Tested both on a macOS host and a Linux host.
Additional information
The proposed fix is to explicitly disable GDB's prologue decoder and set the two breakpoints at the functions' start addresses by adding an asterisk before the function name:
diff --git a/tests/guest-debug/test-gdbstub.py b/tests/guest-debug/test-gdbstub.py
index 98a5df4d4..6202d17c3 100644
--- a/tests/guest-debug/test-gdbstub.py
+++ b/tests/guest-debug/test-gdbstub.py
@@ -31,7 +31,7 @@ def check_step():
def check_break(sym_name):
"Setup breakpoint, continue and check we stopped."

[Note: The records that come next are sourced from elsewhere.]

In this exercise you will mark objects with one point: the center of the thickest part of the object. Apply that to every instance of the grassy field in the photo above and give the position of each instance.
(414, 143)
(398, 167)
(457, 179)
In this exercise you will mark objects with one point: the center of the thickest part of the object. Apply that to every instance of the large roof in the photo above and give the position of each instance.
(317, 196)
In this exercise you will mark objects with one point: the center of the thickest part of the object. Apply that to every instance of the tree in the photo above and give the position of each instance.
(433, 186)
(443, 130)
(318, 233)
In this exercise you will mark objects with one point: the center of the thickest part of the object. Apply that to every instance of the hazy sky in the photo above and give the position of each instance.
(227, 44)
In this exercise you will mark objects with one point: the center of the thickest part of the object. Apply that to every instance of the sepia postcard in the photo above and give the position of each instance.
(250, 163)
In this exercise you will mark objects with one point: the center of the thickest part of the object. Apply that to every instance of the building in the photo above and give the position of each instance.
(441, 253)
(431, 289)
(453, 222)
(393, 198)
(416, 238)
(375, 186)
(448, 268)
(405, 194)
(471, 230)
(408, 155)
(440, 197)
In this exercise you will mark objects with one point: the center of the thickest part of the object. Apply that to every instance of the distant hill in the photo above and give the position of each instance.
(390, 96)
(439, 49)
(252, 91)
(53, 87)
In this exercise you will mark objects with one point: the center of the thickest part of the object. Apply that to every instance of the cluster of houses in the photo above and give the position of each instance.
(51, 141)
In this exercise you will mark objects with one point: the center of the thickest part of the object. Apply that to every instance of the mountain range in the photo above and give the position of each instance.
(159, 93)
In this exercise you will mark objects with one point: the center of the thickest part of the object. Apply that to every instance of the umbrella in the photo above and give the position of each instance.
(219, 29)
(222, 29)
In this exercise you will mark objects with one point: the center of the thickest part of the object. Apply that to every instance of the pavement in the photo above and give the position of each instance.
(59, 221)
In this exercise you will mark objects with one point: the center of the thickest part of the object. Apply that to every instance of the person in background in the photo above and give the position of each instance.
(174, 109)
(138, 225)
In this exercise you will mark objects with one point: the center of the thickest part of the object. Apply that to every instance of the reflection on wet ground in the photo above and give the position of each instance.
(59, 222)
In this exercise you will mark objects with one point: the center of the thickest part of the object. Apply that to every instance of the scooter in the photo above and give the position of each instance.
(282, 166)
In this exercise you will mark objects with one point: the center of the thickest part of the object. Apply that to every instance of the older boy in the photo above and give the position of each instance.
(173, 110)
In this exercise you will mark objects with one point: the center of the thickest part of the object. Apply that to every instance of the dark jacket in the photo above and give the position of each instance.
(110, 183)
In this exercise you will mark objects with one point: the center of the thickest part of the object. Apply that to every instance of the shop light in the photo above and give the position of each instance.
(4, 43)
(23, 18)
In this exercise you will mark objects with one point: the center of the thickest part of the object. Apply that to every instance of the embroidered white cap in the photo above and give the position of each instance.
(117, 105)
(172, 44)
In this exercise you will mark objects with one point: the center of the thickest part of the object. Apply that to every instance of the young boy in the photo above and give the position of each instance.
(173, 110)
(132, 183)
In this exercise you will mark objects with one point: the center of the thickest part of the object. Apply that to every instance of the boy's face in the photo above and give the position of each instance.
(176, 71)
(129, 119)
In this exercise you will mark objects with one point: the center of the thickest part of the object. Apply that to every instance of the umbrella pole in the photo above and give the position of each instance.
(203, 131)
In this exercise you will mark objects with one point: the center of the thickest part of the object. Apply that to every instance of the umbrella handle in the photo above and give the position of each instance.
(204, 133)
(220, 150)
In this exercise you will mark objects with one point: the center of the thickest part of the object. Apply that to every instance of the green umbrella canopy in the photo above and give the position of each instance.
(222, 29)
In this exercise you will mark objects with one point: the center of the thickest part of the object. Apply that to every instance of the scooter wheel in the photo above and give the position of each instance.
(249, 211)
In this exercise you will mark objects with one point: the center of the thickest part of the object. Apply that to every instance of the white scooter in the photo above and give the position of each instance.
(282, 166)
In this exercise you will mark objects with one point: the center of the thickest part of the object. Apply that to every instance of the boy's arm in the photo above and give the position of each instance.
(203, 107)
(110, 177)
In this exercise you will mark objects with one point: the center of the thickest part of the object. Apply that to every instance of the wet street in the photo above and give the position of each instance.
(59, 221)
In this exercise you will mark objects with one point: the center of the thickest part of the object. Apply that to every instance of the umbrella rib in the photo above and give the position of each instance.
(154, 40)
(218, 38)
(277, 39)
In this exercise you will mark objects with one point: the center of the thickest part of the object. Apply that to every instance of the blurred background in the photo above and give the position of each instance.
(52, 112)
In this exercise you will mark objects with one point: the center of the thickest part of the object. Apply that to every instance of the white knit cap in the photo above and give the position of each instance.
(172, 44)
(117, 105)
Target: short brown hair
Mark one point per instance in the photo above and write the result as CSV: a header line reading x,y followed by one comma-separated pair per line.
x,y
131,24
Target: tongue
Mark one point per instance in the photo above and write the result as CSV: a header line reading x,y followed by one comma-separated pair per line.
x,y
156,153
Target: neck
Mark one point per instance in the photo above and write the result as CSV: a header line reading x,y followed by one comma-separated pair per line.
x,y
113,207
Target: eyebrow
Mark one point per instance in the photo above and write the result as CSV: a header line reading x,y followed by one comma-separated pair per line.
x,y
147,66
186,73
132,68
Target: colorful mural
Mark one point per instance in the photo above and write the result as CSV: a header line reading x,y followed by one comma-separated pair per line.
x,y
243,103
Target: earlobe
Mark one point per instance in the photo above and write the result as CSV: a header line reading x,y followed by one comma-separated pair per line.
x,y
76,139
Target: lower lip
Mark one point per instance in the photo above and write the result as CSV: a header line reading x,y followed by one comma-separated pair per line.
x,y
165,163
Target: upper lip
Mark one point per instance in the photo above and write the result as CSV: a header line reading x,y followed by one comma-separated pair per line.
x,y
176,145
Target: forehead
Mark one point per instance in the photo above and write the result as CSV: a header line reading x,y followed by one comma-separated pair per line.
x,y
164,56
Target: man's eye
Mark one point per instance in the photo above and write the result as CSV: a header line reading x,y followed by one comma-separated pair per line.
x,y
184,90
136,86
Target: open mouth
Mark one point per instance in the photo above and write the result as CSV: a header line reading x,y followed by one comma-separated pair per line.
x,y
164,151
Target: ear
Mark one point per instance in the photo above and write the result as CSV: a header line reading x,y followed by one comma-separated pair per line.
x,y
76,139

sym, ok = gdb.lookup_symbol(sym_name)
- bp = gdb.Breakpoint(sym_name)
+ bp = gdb.Breakpoint("*%s" % (sym_name))
gdb.execute("c")
@@ -48,7 +48,7 @@ def check_break(sym_name):
def check_hbreak(sym_name):
"Setup hardware breakpoint, continue and check we stopped."
sym, ok = gdb.lookup_symbol(sym_name)
- gdb.execute("hbreak %s" % (sym_name))
+ gdb.execute("hbreak *%s" % (sym_name))
gdb.execute("c")
# hopefully we came back
This change shouldn't impact the Linux kernel guests for which the script is already working as intended.